In branding everything begins with a name and, typically, whether it’s a small start-up or a large corporate, everyone gets very excited and involved in inventing new, bold and unusual brand names. However, before they get too carried away about this there are two things that a business needs to consider:
1. Will my target audience understand my business/product/service from the brand name?
2. If not, how much time and money do I have to invest in helping them ‘get’ who we are and what we do?
The alternative, a ‘descriptive’ name that describes what you offer, can often seem quite boring. However, the benefits of not having to invest significant budget in advertising to explain to your potential customers what you do can outweigh the downsides. In fact, we have calculated that for a large corporate business, making the decision to choose a non-descriptive name, can cost them as much as £30m in terms of the advertising they need to invest in to educate their audience about their product/service. Clearly, the sums involved for a small local business will be less, but at the very least the extra work in educating customers will mean an extra task which they may not want to undertake.
That’s not to say that there aren’t issues with descriptive brand names too. As they are often based around words in common usage it can be difficult to ‘own’ a name and there can be confusion with other brands having similar names which can be a problem, even if they are in different product categories. It’s also increasingly difficult to find a descriptive name that hasn’t already been taken up.
However, whatever you choose, a short snappy and notable name is a good place to start. I may have said that a descriptive name can seem boring, but it is a part of the challenge, whether you go down the descriptive or inventive brand name route, to make a name memorable.
As part of the process, think about why someone should buy from you and what you are offering. Don’t forget that sometimes this can be summed up nicely in someone’s name if the person at the head of the company is well known in their industry or by the community. It can be a neat way of encapsulating a company’s brand values.
When do you know it’s time to change?
Although there may seem very few reasons for a company to change a brand name - and strong reasons not to do so - activity such as repositioning, expansion of services, merger or acquisition may mean it is necessary.
Having spent the time and money in building up your brand in the eyes of the consumer, it rarely makes sense to abandon that investment and start again from scratch.
Brands such as Norwich Union (now Aviva) and Fed Ex are examples of the rare few that seem to have made it work – notably large, corporate organisations that can take the risk. There are even a couple of big name brands that returned to their original name following public outcry, with Post Office/Consignia and Kelloggs Coco Pops/ Choco Krispies being two examples of this.

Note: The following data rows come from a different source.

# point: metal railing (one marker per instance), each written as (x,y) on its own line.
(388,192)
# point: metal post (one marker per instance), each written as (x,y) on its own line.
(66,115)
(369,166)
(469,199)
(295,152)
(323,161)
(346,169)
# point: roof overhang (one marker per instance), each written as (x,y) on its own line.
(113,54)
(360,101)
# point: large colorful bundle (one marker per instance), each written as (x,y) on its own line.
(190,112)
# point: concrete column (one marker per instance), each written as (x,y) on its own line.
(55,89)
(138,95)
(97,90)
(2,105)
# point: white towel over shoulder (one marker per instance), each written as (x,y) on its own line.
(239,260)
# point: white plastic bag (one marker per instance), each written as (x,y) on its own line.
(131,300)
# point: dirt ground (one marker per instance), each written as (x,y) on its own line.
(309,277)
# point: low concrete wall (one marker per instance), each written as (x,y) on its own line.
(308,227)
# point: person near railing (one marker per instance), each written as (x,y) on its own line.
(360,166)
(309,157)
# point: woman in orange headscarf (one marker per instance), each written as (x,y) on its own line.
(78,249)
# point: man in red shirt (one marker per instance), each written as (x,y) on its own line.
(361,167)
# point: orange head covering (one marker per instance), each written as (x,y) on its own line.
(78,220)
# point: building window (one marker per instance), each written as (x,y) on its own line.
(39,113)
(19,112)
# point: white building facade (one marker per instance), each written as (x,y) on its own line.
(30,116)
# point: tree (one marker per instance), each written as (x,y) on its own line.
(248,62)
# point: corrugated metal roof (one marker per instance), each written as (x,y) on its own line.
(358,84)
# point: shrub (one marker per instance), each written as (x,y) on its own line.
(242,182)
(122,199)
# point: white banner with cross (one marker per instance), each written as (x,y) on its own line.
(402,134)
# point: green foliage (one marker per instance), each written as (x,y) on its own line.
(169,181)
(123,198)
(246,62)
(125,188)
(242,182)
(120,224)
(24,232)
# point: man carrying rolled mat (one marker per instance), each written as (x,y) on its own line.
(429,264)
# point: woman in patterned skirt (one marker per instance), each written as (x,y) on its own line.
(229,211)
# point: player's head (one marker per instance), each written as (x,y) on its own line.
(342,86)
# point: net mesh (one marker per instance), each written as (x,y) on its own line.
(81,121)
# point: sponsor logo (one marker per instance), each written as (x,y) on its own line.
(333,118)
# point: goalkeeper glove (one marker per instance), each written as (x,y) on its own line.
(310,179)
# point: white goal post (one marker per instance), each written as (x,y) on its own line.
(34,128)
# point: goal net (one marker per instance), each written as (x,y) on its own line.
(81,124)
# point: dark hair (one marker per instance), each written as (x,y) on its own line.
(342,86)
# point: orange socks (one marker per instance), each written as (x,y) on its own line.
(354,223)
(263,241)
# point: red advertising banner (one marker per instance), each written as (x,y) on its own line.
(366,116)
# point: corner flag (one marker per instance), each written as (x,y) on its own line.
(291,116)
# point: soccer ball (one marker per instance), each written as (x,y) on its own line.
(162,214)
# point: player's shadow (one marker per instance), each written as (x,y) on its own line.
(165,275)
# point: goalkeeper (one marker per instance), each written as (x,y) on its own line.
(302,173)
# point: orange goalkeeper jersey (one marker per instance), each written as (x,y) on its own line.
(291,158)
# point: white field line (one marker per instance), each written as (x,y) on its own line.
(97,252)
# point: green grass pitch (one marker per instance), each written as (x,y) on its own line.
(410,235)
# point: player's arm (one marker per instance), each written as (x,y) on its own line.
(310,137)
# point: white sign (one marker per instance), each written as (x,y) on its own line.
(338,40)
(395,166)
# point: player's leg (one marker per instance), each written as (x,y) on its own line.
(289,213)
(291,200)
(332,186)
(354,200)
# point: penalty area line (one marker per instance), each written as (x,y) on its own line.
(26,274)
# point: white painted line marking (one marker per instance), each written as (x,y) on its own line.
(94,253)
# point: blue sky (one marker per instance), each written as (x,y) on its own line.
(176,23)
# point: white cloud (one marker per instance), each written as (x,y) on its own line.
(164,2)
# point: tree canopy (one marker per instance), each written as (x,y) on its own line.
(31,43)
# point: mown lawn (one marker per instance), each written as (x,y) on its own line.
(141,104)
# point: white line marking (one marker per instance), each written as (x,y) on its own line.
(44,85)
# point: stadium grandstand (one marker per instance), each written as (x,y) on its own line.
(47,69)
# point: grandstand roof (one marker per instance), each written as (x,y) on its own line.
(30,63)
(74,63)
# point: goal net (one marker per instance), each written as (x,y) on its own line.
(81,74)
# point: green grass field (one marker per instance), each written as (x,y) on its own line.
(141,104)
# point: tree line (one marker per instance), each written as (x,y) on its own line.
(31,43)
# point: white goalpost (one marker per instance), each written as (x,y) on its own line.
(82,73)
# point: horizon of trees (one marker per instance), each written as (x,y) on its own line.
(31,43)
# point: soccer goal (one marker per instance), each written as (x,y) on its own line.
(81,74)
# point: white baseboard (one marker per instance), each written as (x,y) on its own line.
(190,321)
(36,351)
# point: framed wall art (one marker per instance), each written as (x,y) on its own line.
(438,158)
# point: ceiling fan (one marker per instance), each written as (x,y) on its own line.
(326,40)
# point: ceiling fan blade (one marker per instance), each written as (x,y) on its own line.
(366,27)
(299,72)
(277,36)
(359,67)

What can be useful – or even essential - for a brand is a brand refresh. The pace of change in the world is so fast and it’s imperative for brands to ensure that they remain relevant and interesting to their target audience if they want to keep one step ahead of the competition. This is more about the visual imagery of the brand rather than a name change though. A great example here is the RAC which changed radically from a rather traditional, establishment-looking logo and branding to a modern, contemporary look and feel that resonated with both its existing and new customers – while keeping its name the same.